こんにちは、とみざわ駅前歯科の大島です。
みなさまいかがお過ごしでしょうか。
前回の続きになります。
三叉神経痛は、病初期段階では典型的な症状を示さないことがあるので、診断に苦慮するケースが多いです。
三叉神経痛は進行性の疾患であるので、進行するにつれ、典型的な症状がそろい、最終的にはくっきりとした典型所見により、確定診断に至ります。
たとえば、病初期には以下の症状があります。
・強い痛みではないが、瞬間的な痛みが1日に何度も生じる
・三叉神経痛様のいたみだがトリガーゾーンがない
・30分ほど持続する鈍痛が1日何回か起こる
など、非典型的な症状が起こることもしばしばです。
痛みの原因がはっきりしていない状況で治療を開始してしまうと、歯の神経に問題ないのに神経を抜く治療を行い、痛みが解消されない上に神経を抜いて歯の寿命を縮めることになりかねないので、我々歯科医師は、慎重に痛みの原因を究明する必要があります。
さて、歯の痛みと勘違いを起こす三叉神経ですが、その原因は加齢による脳動脈の硬化により血管が三叉神経の神経根を圧迫するために生じます。
通常50歳以上で発症するのは、このためになります。
大抵の三叉神経痛は前述の要因で引き起こされますが、10%の割合で脳腫瘍、多発性硬化症などの他疾患が原因で生じることもあります。
若年性の三叉神経痛の場合は後者を疑うので、我々歯科医師はすぐ脳神経外科と対診を取り、脳の精査をしてもらいます。
三叉神経痛の治療ですが、薬物療法と外科療法に大別されます。
初期には、ほとんどの症例でカルバマゼピンなどの抗てんかん薬による薬物療法になります。
しかし、副作用の有害事象で服用できなかったり、経年的に薬物が奏功しにくくなった場合には外科療法の適応になります。
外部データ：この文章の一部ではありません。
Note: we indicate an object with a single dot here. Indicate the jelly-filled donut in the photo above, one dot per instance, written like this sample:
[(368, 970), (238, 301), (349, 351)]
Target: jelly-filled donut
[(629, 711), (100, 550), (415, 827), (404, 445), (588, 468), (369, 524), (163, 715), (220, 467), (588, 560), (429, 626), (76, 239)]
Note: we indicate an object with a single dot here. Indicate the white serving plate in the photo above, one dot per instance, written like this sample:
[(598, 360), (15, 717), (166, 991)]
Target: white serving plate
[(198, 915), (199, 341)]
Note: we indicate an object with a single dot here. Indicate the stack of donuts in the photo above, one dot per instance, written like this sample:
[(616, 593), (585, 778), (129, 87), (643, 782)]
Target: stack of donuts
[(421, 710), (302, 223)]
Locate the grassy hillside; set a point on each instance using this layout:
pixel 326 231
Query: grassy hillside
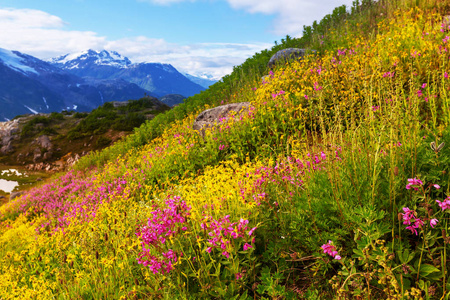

三叉神経痛の国際的な第一選択薬はカルバマゼピンで、痛みの原因が三叉神経痛であれば、服用から48時間以内では90%以上で鎮痛が得られます。
カルバマゼピンで疼痛緩和が得られる期間は平均で5~6年で、10年以上効果が持続するのは40~56%という報告があります。
1日最大用量まで服用しても痛みがコントロールできなくなった場合は、プレガバリンやバクロフェンなどを追加することで効果増強が期待できますが、基本的には薬物療法の限界と考えて外科療法に切り替えます。
外科療法では、実際に頭を開いて、神経根を圧迫している血管にフッ素樹脂製のテフロンフェルトをかけて引き離し、固定する方法があります。原因除去療法なので、成功すればほとんど後遺症がないまま三叉神経痛が完治し、再発の可能性も低いです。
しかしながら、極めて術者の技量が求められる難しい治療ですので、執刀する外科医によって成功率が左右する療法となります。
もっとも多い合併症として、顔面神経麻痺や聴覚低下・喪失などがあります。
また、0.1~1%の死亡例も報告されています。
外科療法まで移行した場合、歯の治療以上の侵襲治療になりますので、三叉神経痛を予防する上でも、生活習慣には気を付けないとですね。